I LOVE city breaks and over the last few years I’ve been lucky to visit some of the most exciting cities in Europe. I’ll go anywhere to experience new sights and learn new things but there are particular cities that have always been on my travel wish list.

One of them was Venice and I finally managed to tick it off the list last weekend. With such high expectations it would’ve been easy to be disappointed but thankfully Venice lived up to its reputation of being one of the most stunning cities in the world. We only had three days to explore and this meant we could only scratch the surface of Venice’s many attractions.

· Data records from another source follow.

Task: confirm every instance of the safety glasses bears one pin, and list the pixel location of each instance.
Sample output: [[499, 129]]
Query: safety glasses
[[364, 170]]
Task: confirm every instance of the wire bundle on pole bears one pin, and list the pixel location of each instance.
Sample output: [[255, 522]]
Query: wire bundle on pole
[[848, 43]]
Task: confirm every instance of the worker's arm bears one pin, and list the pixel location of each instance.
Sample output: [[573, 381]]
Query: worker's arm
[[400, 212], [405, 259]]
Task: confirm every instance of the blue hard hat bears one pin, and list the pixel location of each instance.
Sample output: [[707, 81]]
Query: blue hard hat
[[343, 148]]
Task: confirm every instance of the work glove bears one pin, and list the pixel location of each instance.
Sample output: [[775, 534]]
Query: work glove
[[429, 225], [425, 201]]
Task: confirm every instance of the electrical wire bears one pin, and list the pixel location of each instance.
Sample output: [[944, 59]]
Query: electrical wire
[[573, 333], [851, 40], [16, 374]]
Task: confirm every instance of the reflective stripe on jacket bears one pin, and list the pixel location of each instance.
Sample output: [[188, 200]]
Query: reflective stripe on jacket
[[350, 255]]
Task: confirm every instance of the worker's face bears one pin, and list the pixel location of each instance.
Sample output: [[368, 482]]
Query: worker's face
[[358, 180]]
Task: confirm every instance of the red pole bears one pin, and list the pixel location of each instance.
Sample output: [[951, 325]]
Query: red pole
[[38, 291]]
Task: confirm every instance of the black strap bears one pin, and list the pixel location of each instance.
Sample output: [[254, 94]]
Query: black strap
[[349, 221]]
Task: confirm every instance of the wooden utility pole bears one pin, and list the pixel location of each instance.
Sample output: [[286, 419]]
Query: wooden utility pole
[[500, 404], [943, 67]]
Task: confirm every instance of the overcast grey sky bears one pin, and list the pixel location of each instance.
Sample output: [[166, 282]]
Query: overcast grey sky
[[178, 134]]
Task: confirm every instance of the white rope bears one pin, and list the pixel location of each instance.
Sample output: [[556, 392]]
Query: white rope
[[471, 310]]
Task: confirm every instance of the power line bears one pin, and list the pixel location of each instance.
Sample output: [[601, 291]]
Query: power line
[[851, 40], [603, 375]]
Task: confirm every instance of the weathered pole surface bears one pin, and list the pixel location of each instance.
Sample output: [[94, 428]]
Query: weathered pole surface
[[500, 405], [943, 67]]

But apart from cramming in as much sightseeing as time (and my feet!) would allow, one of the bonuses of the break was to indulge in one of my favourite pastimes – people watching (everyone needs a hobby!)

i_m_watching_you_Noticing the idiosyncrasies of those around you is an essential activity for a writer. Being aware of a person’s mannerisms and eavesdropping on conversations can prompt a story idea or descriptive scene.

I’ve recently dabbled again in one of my other favourite pastimes – writing flash fiction, and I’m sure some of my observations will find their way into a piece of writing. My most recent 75 word story was featured on Paragraph Planet while I was in Venice and appropriately enough it includes an Italian cheese! If you missed it online, here it is but be warned, it’s best not to read it before eating!

A Taste of Home

The door slammed, he was home. Drunk. Again.

‘Is the spag bol ready?’

‘It’ll be a few more minutes; I need to nip to the loo first.’

I smoothed Arinca cream over the purple yellow bruise on my arm. Sitting on the loo seat, I got busy with the nail clippers and file. I was pleased with the handful of powdery flakes my toe nails produced.

‘Some parmesan?’

I sprinkled generously.

My people watching expedition started at the airport and really went up a gear when a woman sat next to me on the plane and I witnessed an annoying habit that was a new one on me. She spent the entire flight pulling fluff from her mohair jumper. I was glad the flight was only 2 & 1/4 hours long!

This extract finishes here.